Unexpected test-suite failures: Subscript #1 of array FSDS_DIR has value 1 which is > than the upper bound of 0
slevis-lmwg opened this issue · 7 comments
ERP_D_Ld60.f19_g17.I1850Slim50RsGs.cheyenne_intel.clm-realistic_fromCLM5_1850Monthly
(previously ERP_D_Ld60.f19_g17.I1850Clm45BgcGs.cheyenne_intel.clm-realistic_fromCLM5_1850Monthly)
ERP_Ld60_D.f19_g17.I2000SlimRsGs.cheyenne_intel.clm-2000_CMIP6_AMIP_1deg_ensembleMonthly
In the cesm.log files I find the same error:
1079:MPT: 29 ../sysdeps/unix/sysv/linux/waitpid.c: No such file or directory.
1079:MPT: (gdb) #0 0x00002b51d335c7da in __waitpid (pid=pid@entry=43075,
1079:MPT: stat_loc=stat_loc@entry=0x7ffc14964bc0, options=options@entry=0)

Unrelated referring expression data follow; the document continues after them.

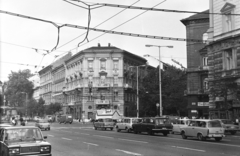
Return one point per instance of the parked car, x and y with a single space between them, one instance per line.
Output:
126 124
43 124
179 124
203 129
23 140
67 118
229 126
106 123
153 125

1079:MPT: at ../sysdeps/unix/sysv/linux/waitpid.c:29
1079:MPT: #1 0x00002b51d41a3db6 in mpi_sgi_system (
1079:MPT: #2 MPI_SGI_stacktraceback (
1079:MPT: header=header@entry=0x7ffc14965380 "MPT ERROR: Rank 1079(g:1079) received signal SIGSEGV(11).\n\tProcess ID: 43068, Host: r8i5n19, Program: /glade/scratch/slevis/ERP_D_Ld60.f19_g17.I1850Clm45BgcGs.cheyenne_intel.clm-realistic_fromCLM5_185"...) at sig.c:340
1079:MPT: #3 0x00002b51d41a3fb2 in first_arriver_handler (signo=signo@entry=11,
1079:MPT: stack_trace_sem=stack_trace_sem@entry=0x2b51de800080) at sig.c:489
1079:MPT: #4 0x00002b51d41a434b in slave_sig_handler (signo=11,
1079:MPT: siginfo=<optimized out>, extra=<optimized out>) at sig.c:564
1079:MPT: #5 <signal handler called>
1079:MPT: #6 0x0000000000aecb3d in mml_mainmod::mml_main (bounds=..., atm2lnd_inst=...,
1079:MPT: lnd2atm_inst=...)
1079:MPT: at /glade/work/slevis/git_slim/cesm2_1_slim/src/main/mml_main.F90:482
The atm.log stops here:
(datm_comp_run) atm: model date 10101 84600s
(datm_comp_run) atm: model date 10102 0s
Same tests on izumi
ERP_D_Ld60.f19_g17.I1850Slim50RsGs.izumi_intel.clm-realistic_fromCLM5_1850Monthly
(previously ERP_D_Ld60.f19_g17.I1850Clm45BgcGs.izumi_intel.clm-realistic_fromCLM5_1850Monthly)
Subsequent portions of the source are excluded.